Title
AWS re:Invent 2023 - Amazon Aurora HA and DR design patterns for global resilience (DAT324)
Summary
- The session focused on building resilient systems using Amazon Aurora, emphasizing high availability (HA) and disaster recovery (DR) patterns.
- Resilience is defined as the ability to recover from disruptions, dynamically acquire resources, and mitigate issues like network problems.
- Availability and disaster recovery are the two pillars of resilience, with availability measured in nines (e.g., 99.99% uptime) and disaster recovery focusing on recovery time objective (RTO) and recovery point objective (RPO).
- Aurora separates storage from compute, with storage distributed across three availability zones for durability.
- Aurora provides continuous backup to S3, allowing for point-in-time recovery within a retention window.
- Volume Clone feature allows for creating test environments with production-like data without impacting performance or doubling costs.
- Multi-AZ deployments improve availability without affecting durability by adding additional database instances in separate AZs.
- Read replicas can be used to offload read-only queries and scale out read performance.
- Global database replication allows for asynchronous replication across regions, improving RPO.
- Write forwarding enables applications to perform writes in read-only regions by forwarding them to the primary region.
- AWS Backup simplifies cross-region backup and replication processes.
- Global DBRPO parameter in Aurora Postgres can manage replication lag and ensure data is within a bounded lag across regions.

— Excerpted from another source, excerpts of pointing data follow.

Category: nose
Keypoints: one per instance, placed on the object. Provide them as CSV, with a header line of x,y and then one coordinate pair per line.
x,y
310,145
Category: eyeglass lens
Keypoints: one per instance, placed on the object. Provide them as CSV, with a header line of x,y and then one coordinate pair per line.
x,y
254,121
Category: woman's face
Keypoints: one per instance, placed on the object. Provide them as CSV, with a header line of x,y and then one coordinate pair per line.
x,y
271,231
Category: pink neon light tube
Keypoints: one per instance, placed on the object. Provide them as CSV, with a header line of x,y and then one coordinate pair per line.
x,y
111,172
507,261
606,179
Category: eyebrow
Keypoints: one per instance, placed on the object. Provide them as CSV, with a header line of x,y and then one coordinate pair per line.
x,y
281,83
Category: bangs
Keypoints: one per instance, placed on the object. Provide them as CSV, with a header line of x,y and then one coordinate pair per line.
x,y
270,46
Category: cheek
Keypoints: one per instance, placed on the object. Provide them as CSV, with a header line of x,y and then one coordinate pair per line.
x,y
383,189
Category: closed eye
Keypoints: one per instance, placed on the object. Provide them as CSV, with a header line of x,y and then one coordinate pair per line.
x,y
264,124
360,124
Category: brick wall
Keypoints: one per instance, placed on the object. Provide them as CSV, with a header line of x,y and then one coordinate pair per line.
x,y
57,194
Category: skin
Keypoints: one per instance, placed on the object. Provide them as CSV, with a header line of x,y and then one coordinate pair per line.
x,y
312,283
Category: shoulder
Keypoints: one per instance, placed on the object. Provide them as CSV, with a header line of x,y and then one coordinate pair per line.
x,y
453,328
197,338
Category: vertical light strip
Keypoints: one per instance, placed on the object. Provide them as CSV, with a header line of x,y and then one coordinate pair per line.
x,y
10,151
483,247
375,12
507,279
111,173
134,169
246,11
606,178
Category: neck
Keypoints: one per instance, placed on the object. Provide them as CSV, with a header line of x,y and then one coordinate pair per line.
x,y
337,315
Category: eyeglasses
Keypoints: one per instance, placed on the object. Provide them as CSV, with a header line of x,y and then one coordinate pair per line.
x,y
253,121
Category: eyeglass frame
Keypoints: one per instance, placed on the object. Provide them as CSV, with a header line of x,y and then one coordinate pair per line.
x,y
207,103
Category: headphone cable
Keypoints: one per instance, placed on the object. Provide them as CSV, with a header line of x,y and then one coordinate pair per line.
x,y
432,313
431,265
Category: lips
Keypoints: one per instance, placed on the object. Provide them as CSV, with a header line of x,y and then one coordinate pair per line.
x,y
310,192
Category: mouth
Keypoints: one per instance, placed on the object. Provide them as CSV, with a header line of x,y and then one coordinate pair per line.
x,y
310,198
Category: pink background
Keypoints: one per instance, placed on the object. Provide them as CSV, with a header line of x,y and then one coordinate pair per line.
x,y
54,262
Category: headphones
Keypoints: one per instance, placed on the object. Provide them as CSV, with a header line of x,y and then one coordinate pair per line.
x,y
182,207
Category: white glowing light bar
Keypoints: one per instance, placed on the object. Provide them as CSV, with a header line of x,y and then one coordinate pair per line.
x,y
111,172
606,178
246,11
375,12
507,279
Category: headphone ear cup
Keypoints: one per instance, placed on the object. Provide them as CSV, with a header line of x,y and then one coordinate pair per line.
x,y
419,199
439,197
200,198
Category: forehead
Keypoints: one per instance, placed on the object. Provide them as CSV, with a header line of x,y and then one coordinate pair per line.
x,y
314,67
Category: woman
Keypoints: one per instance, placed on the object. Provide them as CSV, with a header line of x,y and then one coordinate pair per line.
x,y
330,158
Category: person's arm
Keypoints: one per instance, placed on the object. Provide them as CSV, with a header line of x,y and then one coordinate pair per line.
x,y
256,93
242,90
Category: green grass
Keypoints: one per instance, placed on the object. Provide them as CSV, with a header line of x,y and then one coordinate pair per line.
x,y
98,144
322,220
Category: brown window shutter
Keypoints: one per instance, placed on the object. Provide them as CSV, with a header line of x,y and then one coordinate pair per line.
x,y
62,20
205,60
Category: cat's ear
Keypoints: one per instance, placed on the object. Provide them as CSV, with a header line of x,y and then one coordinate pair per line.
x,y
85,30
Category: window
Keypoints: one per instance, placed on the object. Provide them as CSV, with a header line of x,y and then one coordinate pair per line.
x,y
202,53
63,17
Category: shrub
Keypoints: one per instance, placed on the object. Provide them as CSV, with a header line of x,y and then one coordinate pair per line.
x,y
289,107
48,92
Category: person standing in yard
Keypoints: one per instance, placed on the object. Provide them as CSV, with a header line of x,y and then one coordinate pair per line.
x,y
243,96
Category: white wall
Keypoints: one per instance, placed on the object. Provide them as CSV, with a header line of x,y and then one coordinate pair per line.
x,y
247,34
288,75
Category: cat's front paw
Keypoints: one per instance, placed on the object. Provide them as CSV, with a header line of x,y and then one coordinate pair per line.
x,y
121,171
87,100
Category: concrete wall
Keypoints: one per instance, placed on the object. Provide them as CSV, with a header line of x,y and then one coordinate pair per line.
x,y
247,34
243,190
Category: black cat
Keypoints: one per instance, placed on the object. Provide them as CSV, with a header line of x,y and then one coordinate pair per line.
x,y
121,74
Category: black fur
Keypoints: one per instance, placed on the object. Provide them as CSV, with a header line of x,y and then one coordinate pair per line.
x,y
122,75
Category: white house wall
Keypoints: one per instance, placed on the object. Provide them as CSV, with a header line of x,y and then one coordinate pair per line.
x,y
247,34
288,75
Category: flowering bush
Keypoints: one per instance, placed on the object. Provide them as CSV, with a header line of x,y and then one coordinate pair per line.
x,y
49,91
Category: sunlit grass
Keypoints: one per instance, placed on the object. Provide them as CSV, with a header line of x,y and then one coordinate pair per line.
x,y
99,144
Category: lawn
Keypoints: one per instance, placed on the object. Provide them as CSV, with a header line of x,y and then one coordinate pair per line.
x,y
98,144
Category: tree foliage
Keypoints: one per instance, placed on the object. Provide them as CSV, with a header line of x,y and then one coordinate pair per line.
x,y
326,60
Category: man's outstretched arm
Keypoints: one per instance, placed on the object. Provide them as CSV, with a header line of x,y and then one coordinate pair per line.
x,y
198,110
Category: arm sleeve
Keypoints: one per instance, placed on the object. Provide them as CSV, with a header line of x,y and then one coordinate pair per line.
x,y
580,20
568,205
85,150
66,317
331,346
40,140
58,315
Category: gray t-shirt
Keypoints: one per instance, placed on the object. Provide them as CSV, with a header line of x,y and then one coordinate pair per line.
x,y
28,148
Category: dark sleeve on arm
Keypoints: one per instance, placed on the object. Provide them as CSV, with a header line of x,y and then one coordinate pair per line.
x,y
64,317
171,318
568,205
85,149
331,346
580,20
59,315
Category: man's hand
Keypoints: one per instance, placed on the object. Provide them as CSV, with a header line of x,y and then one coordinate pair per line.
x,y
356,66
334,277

- Account-level resilience can be achieved by copying backups to a separate AWS account.
Insights
- Aurora's design separates storage and compute, which underpins many HA and DR features, such as continuous backup and fast recovery.
- The ability to create volume clones for testing or batch processing can significantly enhance the resilience of production systems without incurring additional costs.
- Multi-AZ deployments and read replicas are key strategies for achieving high availability and scaling read performance in Aurora.
- Global database replication is crucial for achieving low RPO and ensuring data durability across multiple regions.
- Write forwarding is a powerful feature that allows for global deployment of applications with read-write capabilities without complex application changes.
- The Global DBRPO parameter is a sophisticated feature for applications with high-value transactions, ensuring that replication lag is within a defined threshold.
- Cross-account backup strategies provide an additional layer of resilience against account-specific issues, ensuring business continuity.
- The session highlighted the importance of testing resilience strategies, such as using the switchover command to simulate region failovers and ensure the application can handle such events.